Founded by entrepreneur Aatish Dedhia (who also owns the software infrastructure firm Zycus), imlee.com is a one-stop shop for Indians to set up their family tree, add names and invite other members to join and finally build a huge tree with all relatives growing on it.
Based somewhat on the concept of successful American social sites such as FamilyLeaf, imlee.com however, is refreshingly different and easy to use.

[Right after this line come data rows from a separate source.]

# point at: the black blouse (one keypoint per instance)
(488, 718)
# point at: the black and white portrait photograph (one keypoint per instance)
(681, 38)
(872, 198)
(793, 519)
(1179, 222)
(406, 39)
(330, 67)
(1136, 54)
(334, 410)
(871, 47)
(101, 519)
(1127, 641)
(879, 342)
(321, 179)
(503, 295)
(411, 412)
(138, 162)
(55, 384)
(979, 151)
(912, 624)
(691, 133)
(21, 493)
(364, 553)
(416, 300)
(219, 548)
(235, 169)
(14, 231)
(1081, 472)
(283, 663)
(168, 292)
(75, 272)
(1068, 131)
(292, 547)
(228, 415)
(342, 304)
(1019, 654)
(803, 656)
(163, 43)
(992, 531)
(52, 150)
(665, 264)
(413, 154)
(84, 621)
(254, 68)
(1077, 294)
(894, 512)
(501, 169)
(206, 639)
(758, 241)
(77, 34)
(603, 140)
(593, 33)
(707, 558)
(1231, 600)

As imlee’s vice president Yogesh Ugale explains, “Log in, register your name and start creating a family tree. It’s really that simple.” All that you need are the email ids or mobile phone numbers of half a dozen family members (now that is not tough is that?). Add their names on your tree with the details and they will get an automated invite. From here on, it will depend on how excited the rest of your family is about nurturing their tree. “If each family member who joins the tree, invites just three others in turn, your tree would be 200-member strong in a week! And with marriages linking one tree to another, you would soon have access to related-trees too,” says Ugale.
It all started for Dedhia at a family gathering in Hyderabad. “There were so many relatives who were meeting each other after years or for the first time.
Stories were exchanged, as were birthdays and numbers. Soon, a relative’s son seeking admission to a college abroad, connected with a long-lost uncle to ask for advice as he had gone to the same college. All this set me thinking: why couldn’t we make this simpler and put all date in one place,” says Dedhia.
An entrepreneur with a flair for taking risks, he set up imlee.com in February this year. “We went to Facebook, advertised ourselves there and got the first few customers hooked,” he smiles. Five months down the line, imlee.com has over 40,000 subscribers and close to four million family members. The largest family tree has an astounding 3000 members. “In the next three years, we want to reach a critical mass of five million subscribers. Once we do that, funding shouldn’t be a problem. But right now our focus is to bring millions of Indian families together again,” he says.
It’s the various apps on the site that has really got families hooked. “In case you want only some members of the family tree to see a bunch of photographs, say a close family dinner, you can make it visible only to those tagged. We have created that option,” says Ugale.
Perhaps the best recommendation for imlee came recently from a user, who wrote back to say: “I would like to share a small story and also thank imlee.com for this. I have been invited to a family get together of a goldsmith, where six families of his relatives are meeting after years. The relations in the goldsmith’s family were strained due to misunderstandings. I took the opportunity to introduce Imlee to his son and the kids created their family trees and invited relatives on the site. Looking at the wonderful relations they shared in the past, the families sorted their differences and are having a get together.”
Now if that doesn’t inspire you to head to your computer. What will?